One of the giant Buddha statues--like 10 feet high!
My first weekend in Banepa was a good one. On the 17th Sam, Anna (our German friend from the HRDC), and I took a trip to a nearby monastery called Namobuddha (meaning Prostrated Buddha). We were up early in the morning and took a bus (after waiting an hour in the bus without departing the station, but meeting a nice German man named Raphael) along an extremely bumpy road--like throw you out of your bus seat bumpy; it was fun! (in a way…) I also got my first glimpse of the Himalayas, much higher (above the clouds) and bigger than I thought they would look from here. We arrived nearly three hours after we first got on the bus, and after a short hike we were greeted by a gorgeous, new, red and gold painted monastery. The feel of the place was absolutely peaceful; Anna and I mused that it would be difficult not to have a Buddhist outlook in a place as lovely as Namobuddha. We were invited in to have lunch with the monks, yummy daal bhaat and my first taste of (disgusting) Tibetan butter tea, in a hall lined with literally thousands of eight-inch gold Buddhas in glass cases.
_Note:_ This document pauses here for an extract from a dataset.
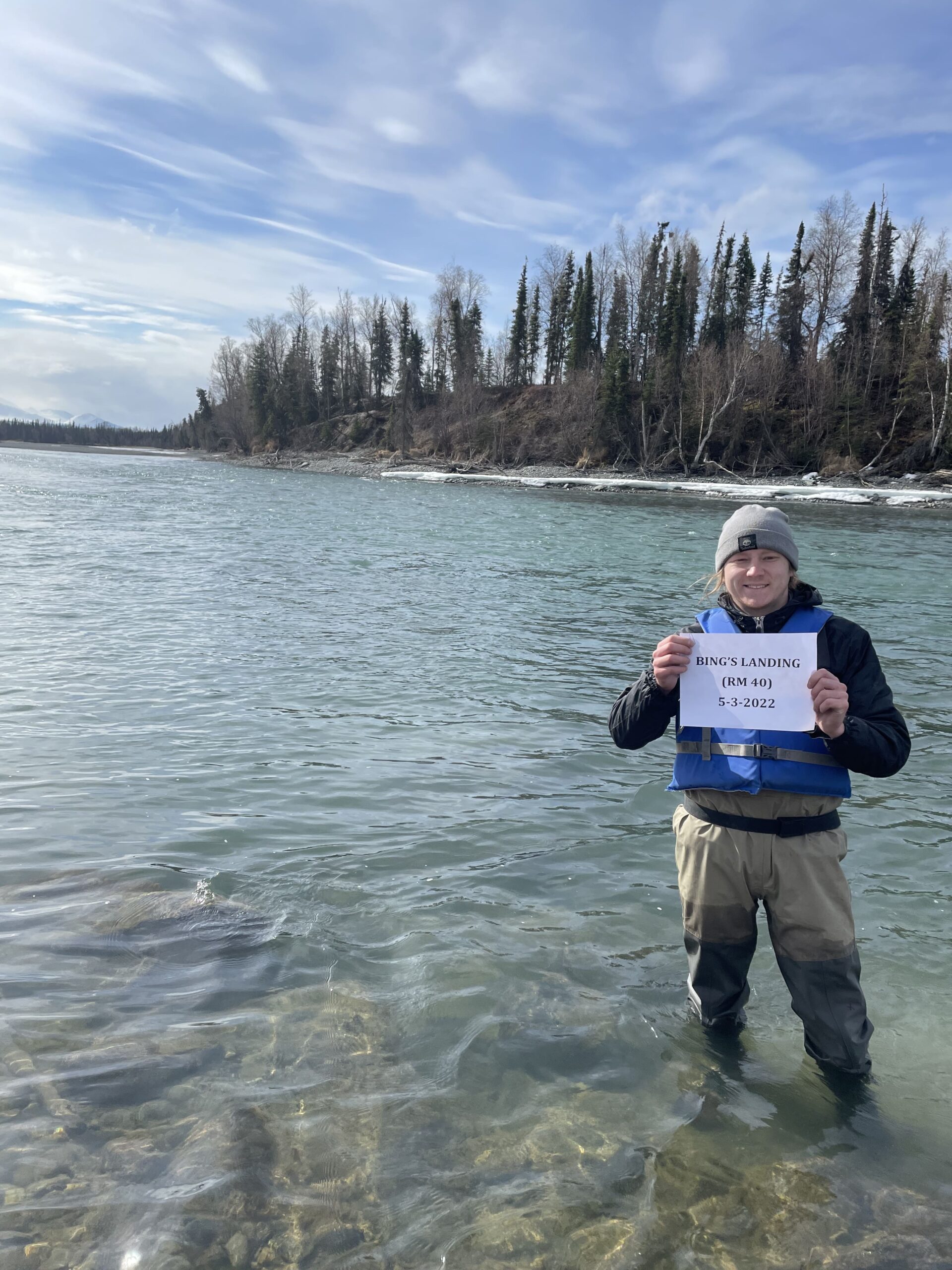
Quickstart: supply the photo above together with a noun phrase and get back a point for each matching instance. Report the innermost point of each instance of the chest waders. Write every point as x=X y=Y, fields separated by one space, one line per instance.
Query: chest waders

It was crazy to see. At 1 p.m. we were invited to puja (I would translate this as “worship”), where the monks chanted, banged drums, and blew Narnia-style trumpets for an hour while we meditated. We also visited a smaller temple with a bigger Buddha--ten feet tall on a fifteen foot pedestal, surrounded by elaborate wood carvings and bright paintings. Last we visited the stupas--one on top of the hill marks the place where Buddha (in his second-to-last life) fed himself to a starving tigress so that she could feed her cubs; the second is said to hold some of Buddha’s bones. The bus ride back was empty by Nepali standards (about half full) and so the ride was even bumpier without people squeezed next to you like sardines in a can to hold you in place--I’m not kidding when I say it’s fun, it really does make one laugh quite a bit if you have the right attitude!
A pretty view of the monastery and the sky.
A pretty view of the monastery and the sky.